# Differentiation of objective function for weighted GNMs
From: https://www.biorxiv.org/content/10.1101/2023.06.23.546237v1?med=mas.

This is mostly concerned with finding the fastest way to compute the derivative of the matrix exponential.
$$
f(w_{i,j}) = (c_{i,k} * d_{i,j})^{\omega}
$$
Where, the communicability matrix is defined as follows. This captures the proportion of signals, that propagate randomly from node i would reach node j over an infinite time horizon.
$$
c_{i,j} = e^{s^{-1/2}w_{i,j}s^{-1/2}}
$$

## Setup

In [1]:
using Polynomials
using ForwardDiff
using ExponentialAction
using ExponentialUtilities
using LinearAlgebra
using BenchmarkTools

In [2]:
W = [0.0 0.8 0.0;
     0.8 0.0 0.2; 
     0.0 0.2 0.0]
demo_edge = [CartesianIndex(1, 2)]
W

3×3 Matrix{Float64}:
 0.0  0.8  0.0
 0.8  0.0  0.2
 0.0  0.2  0.0

## Tangent approximation
Here we are computing the derivative for a single edge. We will use the tangent approximation to compute the derivative. 
This is the approach used in the Akarca paper.

### Problem 1
As far as I understand, there is a small but significant error in the implementation provided at https://github.com/DanAkarca/weighted_generative_models/blob/main/weighted_generative_model.m in line 197.
When fitting the first-order polynomial, the independent variable should not be the range of the differences to the edge, which have been used, but should be the actual values, the edge is taking on.

### Problem 2
In the same implementation the derivative is approximated from the tangent approximation after nudging the edge (i,j) as well as (j,i).
In a sense we are computing the derivative with respect to both (i,j) and (j,i) at once.
First of all, this will create computational overhead, as the derivatives (i.e., the jacobian) will also always be symmetric.
Secondly, this will create a problem when we are trying to compute the gradient, which we currently simply take as the the derivative.
But then we update both elements in the W matrix with the same gradient which is the derivative with respect to nudging both (i,j) and (j,i) - thus our update to the objective function is overshooting.

See line 208 and 208.

In [3]:
function paper_tangent_approx(W, edges::Vector{CartesianIndex{2}}, resolution = 0.01, min = -0.25, max = 0.25)
    results = zeros(length(edges))
    rep_vec = collect(min:resolution:max)

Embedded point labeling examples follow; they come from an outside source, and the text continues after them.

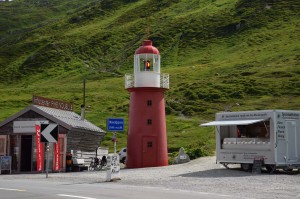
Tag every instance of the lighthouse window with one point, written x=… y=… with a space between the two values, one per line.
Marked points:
x=147 y=65
x=149 y=144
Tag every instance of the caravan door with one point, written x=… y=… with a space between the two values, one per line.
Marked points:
x=291 y=133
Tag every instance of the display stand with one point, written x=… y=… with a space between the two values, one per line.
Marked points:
x=5 y=163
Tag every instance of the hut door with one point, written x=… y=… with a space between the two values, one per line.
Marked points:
x=2 y=145
x=149 y=151
x=26 y=152
x=291 y=133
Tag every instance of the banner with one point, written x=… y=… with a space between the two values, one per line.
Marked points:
x=56 y=165
x=39 y=149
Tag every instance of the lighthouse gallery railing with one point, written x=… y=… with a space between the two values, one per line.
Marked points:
x=164 y=81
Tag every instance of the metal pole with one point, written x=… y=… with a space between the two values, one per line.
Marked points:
x=115 y=144
x=47 y=159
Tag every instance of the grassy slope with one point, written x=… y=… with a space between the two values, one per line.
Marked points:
x=212 y=63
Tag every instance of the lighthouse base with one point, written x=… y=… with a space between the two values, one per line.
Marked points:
x=147 y=136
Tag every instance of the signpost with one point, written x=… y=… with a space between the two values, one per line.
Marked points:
x=115 y=124
x=113 y=160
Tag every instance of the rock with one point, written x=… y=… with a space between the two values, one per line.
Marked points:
x=182 y=157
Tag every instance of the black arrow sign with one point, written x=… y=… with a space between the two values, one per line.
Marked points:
x=49 y=133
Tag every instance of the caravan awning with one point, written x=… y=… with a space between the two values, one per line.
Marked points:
x=232 y=122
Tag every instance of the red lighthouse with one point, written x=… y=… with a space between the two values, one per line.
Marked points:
x=147 y=134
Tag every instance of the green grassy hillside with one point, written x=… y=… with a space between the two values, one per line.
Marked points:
x=234 y=54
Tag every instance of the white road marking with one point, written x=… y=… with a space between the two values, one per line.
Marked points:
x=8 y=189
x=72 y=196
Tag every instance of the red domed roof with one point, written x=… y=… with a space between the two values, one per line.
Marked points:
x=147 y=48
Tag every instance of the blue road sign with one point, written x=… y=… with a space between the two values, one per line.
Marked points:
x=115 y=124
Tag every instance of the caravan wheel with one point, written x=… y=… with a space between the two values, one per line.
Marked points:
x=246 y=166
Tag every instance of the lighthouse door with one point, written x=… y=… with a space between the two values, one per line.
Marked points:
x=149 y=151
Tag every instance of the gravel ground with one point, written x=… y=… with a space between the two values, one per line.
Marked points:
x=200 y=175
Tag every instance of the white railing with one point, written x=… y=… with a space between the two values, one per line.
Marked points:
x=164 y=81
x=129 y=81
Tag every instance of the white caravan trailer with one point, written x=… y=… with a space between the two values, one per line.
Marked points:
x=272 y=136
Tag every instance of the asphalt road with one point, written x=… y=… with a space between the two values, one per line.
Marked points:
x=200 y=178
x=36 y=189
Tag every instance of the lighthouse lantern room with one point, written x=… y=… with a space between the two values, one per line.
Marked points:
x=147 y=135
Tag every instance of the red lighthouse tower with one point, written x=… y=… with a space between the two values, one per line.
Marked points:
x=147 y=134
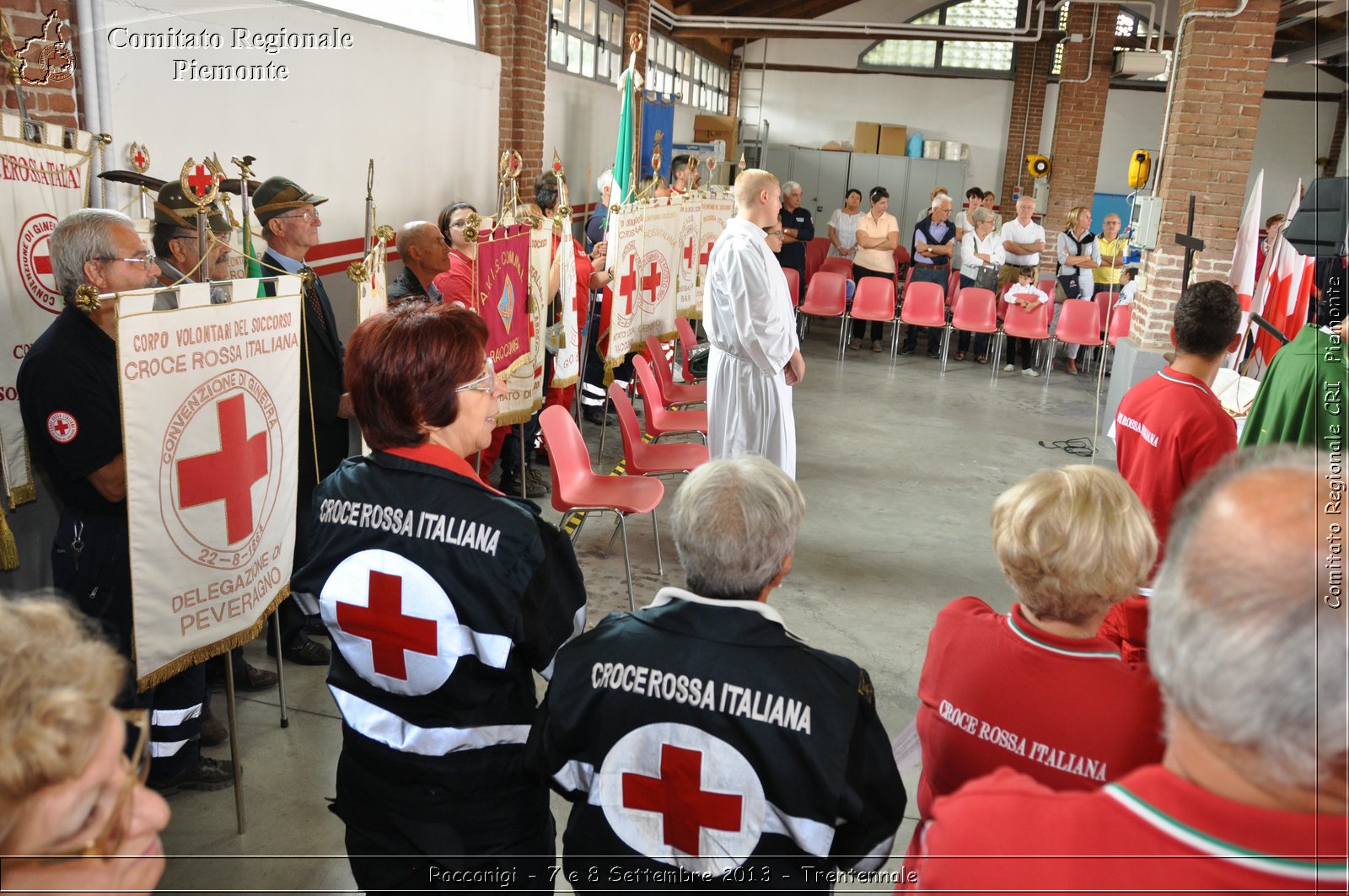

    for (i_edge, edge_idx) in enumerate(edges)
        
        # Points for evaluation
        edge_val = W[edge_idx]
        reps = [edge_val * (1 + i) for i in rep_vec]


        # For each nudge save difference in communicability 
        sum_comm = zeros(length(reps))
        for (i_rep, rep) in enumerate(reps)
            W_copy = copy(W)
            W_copy[edge_idx] = W_copy[edge_idx[2], edge_idx[1]] = rep
            comm = exp(W_copy)
            sum_comm[i_rep] = sum(comm)
        end

        # Line 197 in MATLAB code
        x = 1:length(reps)
        results[i_edge] = fit(x, sum_comm, 1)[1]
    end

    return results
end

paper_tangent_approx(W, demo_edge, 0.01), paper_tangent_approx(W, demo_edge, 0.2)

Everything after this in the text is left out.